For Roularta, a news & media publishing company, it is of a great importance to understand reader behavior and what content attract, engage and convert readers. At Roularta, we have built an AI-driven article quality scoring solution on using Spark for parallelized compute, Delta for efficient data lake use, BERT for NLP and MLflow for model management. The article quality score solution is an NLP-based ML model which gives for every article published – a calculated and forecasted article quality score based on 3 dimensions (conversion, traffic and engagement).
The score helps editorial and data teams to make data-driven article-decisions such as launching another social post, posting an article behind the paywall and/or top-listing the article on the homepage.

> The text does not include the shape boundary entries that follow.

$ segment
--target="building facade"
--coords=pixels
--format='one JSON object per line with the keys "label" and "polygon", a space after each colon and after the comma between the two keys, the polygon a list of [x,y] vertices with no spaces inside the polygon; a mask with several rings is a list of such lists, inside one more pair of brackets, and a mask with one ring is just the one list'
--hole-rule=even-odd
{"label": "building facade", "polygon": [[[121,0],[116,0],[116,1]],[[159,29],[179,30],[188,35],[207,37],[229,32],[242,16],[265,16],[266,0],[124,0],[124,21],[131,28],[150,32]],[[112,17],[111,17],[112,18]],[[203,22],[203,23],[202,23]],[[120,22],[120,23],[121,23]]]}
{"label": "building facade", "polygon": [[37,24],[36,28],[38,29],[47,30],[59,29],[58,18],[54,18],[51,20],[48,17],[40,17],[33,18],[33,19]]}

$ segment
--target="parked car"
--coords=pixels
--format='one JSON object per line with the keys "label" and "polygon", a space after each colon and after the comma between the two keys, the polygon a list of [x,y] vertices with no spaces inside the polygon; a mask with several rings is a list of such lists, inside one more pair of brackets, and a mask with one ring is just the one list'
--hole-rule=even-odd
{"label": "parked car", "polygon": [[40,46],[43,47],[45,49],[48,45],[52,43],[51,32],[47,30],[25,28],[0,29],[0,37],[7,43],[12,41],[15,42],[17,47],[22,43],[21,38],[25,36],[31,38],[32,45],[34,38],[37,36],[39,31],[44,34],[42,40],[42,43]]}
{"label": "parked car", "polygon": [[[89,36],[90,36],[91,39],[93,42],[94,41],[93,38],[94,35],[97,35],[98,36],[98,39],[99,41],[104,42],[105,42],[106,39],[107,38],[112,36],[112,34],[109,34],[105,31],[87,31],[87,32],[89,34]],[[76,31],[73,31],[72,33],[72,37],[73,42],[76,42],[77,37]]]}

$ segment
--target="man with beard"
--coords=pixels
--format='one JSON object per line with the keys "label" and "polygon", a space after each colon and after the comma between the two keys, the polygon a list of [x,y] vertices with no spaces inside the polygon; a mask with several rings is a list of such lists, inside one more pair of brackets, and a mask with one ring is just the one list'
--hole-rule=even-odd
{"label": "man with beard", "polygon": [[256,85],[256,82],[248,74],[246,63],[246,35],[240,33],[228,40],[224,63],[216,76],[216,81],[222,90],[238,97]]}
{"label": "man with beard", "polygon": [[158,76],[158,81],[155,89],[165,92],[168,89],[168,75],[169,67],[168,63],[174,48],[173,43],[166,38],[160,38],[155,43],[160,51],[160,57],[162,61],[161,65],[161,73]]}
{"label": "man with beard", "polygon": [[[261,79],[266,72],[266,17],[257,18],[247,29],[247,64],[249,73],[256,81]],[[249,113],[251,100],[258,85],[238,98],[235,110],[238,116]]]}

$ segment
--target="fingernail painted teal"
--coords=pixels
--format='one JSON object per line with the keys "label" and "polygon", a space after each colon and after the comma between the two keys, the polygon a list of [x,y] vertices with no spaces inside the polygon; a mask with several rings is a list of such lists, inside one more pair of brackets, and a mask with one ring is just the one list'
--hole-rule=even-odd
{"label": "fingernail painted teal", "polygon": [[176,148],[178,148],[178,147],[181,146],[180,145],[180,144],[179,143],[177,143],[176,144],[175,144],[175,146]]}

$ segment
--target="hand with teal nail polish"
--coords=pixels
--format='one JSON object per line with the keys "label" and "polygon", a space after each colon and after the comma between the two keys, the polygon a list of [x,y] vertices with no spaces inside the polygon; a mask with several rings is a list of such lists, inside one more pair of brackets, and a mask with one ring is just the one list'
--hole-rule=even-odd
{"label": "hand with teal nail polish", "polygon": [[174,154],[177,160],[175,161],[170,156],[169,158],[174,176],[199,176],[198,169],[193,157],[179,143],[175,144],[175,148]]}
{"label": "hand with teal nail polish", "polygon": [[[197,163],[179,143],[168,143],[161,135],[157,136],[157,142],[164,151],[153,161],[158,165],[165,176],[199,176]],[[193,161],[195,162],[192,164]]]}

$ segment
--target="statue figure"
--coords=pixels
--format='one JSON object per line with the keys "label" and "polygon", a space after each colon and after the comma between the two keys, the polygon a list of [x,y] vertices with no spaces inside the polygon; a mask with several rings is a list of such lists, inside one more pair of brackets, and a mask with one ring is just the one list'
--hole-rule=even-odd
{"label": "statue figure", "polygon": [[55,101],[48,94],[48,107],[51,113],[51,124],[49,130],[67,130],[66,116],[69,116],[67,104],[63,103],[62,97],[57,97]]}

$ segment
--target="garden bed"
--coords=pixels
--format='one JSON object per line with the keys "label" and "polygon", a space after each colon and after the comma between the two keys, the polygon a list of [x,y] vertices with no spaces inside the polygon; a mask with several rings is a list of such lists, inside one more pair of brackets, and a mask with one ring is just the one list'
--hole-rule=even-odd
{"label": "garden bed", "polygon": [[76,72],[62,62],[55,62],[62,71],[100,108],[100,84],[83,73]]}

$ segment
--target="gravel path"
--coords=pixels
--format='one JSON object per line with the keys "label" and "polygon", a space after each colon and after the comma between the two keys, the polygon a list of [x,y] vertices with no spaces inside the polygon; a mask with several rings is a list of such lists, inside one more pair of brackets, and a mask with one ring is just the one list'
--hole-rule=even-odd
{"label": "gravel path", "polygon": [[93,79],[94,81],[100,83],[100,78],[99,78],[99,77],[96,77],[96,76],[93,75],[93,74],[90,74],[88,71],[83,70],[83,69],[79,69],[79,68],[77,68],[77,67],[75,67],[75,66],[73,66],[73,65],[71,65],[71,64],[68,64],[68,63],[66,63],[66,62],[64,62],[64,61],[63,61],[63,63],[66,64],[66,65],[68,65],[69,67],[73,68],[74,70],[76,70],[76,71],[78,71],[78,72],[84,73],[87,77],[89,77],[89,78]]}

The article quality score gives editorial a quantitative base for writing more impactful articles and running a better news desk. In this talk, we will cover how this article quality score tool works incl.
– The role of Delta to accelerate the data ingestion and feature engineering pipelines
– The use of the NLP BERT language model (Dutch based) for extracting features from the articles text in a Spark environment
– The use of MLflow for experiments tracking and model management
– The use of MLflow to serve model as REST endpoint within Databricks in order to score newly published articles
Speaker: Ivana Pejeva
Ivana is a data scientist, passionate about machine learning and artificial intelligence. As part of the Data Science and Strategy competence center at element61, she helps organizations build and grow business with data. Ivana is an engineering professional with a Master's degree in Artificial Intelligence from KU Leuven.